All-Season Grilled Chicken
For a budget-friendly change of pace, substitute chicken thighs and legs for the chicken breasts. Follow as recipe directs but increase the cooking time by about 10 minutes.
1 1/2 cup chili sauce
3/4 cup red-wine vinegar
1 1/2 Tbsp Prepared horseradish
2 small cloves garlic, halved
2 tsp salt
4 bone in chicken breasts
Mix chili sauce, vinegar, horseradish, garlic and salt in a bowl. Reserve 1/2 of the marinade. Add chicken to bowl; turn to coat. Cover; marinate in refrigerator for about 5 minutes.
Preheat grill or broiler. Remove chicken from marinade; discard marinade in bowl.
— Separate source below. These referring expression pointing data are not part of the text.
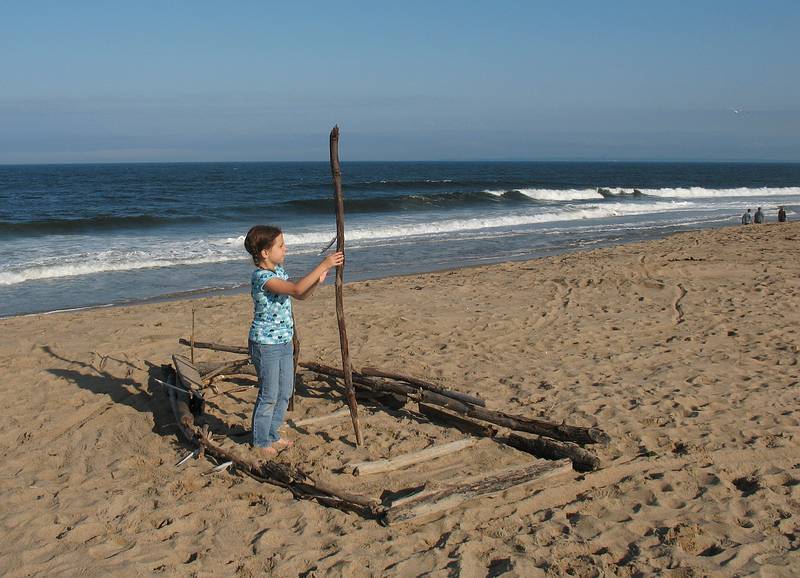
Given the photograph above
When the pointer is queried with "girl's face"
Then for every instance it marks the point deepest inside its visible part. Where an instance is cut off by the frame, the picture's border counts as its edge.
(276, 253)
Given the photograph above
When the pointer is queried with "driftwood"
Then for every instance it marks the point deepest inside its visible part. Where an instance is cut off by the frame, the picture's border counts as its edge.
(561, 432)
(338, 414)
(350, 392)
(380, 466)
(215, 346)
(438, 500)
(462, 424)
(582, 460)
(228, 367)
(300, 484)
(465, 397)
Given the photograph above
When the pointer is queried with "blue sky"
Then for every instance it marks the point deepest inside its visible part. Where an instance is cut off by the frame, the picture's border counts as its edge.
(201, 81)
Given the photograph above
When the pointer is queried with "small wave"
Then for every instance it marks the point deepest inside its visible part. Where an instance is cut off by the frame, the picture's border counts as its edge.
(100, 222)
(409, 202)
(561, 195)
(231, 248)
(701, 192)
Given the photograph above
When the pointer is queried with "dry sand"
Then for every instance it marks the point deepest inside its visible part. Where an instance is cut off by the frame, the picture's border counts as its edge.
(685, 350)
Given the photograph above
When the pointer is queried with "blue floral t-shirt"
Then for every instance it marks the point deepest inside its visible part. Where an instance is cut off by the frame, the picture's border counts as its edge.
(272, 315)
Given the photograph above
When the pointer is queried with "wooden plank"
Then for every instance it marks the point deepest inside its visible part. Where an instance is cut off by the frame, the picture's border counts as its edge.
(465, 397)
(388, 465)
(432, 501)
(188, 374)
(462, 424)
(582, 460)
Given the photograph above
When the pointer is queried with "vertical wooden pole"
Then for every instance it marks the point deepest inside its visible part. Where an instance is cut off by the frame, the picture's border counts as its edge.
(346, 369)
(191, 350)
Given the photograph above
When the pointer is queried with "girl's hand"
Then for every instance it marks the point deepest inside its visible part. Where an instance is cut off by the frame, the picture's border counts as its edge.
(333, 260)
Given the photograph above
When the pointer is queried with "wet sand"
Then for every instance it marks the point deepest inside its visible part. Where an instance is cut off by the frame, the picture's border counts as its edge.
(684, 350)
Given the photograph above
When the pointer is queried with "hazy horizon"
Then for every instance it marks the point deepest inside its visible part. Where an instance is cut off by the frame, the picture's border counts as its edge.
(513, 81)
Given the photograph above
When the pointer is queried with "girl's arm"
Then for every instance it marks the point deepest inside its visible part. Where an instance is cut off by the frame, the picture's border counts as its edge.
(302, 288)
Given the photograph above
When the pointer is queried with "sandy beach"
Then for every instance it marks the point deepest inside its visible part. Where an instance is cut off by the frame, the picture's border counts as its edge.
(684, 350)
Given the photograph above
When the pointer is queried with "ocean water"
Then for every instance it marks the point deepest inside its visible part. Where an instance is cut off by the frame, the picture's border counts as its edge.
(75, 236)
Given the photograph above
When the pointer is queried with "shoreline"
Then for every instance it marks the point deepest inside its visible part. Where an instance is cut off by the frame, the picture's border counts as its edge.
(684, 350)
(244, 288)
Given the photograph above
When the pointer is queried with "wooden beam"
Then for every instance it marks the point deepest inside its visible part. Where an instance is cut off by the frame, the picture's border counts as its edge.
(561, 431)
(462, 424)
(432, 501)
(215, 346)
(582, 460)
(280, 474)
(338, 198)
(388, 465)
(465, 397)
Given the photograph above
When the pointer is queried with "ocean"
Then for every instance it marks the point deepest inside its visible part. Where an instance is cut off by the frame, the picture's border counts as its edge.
(74, 236)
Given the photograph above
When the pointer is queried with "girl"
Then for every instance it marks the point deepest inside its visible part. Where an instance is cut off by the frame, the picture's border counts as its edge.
(271, 332)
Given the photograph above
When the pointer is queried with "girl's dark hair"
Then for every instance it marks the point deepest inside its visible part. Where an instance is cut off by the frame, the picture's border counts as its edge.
(259, 238)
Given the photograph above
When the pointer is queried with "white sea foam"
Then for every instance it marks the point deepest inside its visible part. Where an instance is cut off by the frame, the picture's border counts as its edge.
(700, 192)
(227, 249)
(672, 193)
(559, 195)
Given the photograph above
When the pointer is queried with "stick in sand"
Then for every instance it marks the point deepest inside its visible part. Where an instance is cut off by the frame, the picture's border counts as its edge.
(337, 197)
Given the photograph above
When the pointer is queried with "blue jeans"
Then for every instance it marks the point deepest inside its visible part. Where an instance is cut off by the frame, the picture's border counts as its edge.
(275, 368)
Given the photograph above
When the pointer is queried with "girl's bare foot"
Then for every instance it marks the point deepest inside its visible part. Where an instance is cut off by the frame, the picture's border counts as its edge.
(282, 443)
(266, 453)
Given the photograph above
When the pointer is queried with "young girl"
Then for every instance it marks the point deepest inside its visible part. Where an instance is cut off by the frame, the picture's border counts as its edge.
(271, 332)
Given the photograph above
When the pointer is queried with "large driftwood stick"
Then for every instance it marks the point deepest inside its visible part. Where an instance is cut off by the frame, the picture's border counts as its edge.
(438, 500)
(465, 397)
(350, 391)
(388, 465)
(561, 432)
(276, 473)
(215, 346)
(582, 460)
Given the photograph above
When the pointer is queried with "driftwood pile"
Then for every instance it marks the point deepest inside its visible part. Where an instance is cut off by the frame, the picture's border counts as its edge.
(560, 443)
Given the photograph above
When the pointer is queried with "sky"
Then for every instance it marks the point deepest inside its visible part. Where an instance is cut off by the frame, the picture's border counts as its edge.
(197, 80)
Place chicken on grill or on broiler pan.
Grill or broil chicken, turning and basting frequently with half the reserved marinade, until juices run clear when meat is pierced with a knife, about 30 minutes.
Heat remaining reserved marinade in a small saucepan, stirring occasionally. Serve hot alongside chicken.
Cut marinated chicken into nuggets for quick-cooking kebabs. Then add chunks of onion, bell peppers, mushrooms, squash or any other favorite vegetable to the skewers. Grill or broil as recipe directs but reduce cooking time to about 15 minutes. Precooking chicken in the microwave will save time and ensure that the chicken remains moist and tender.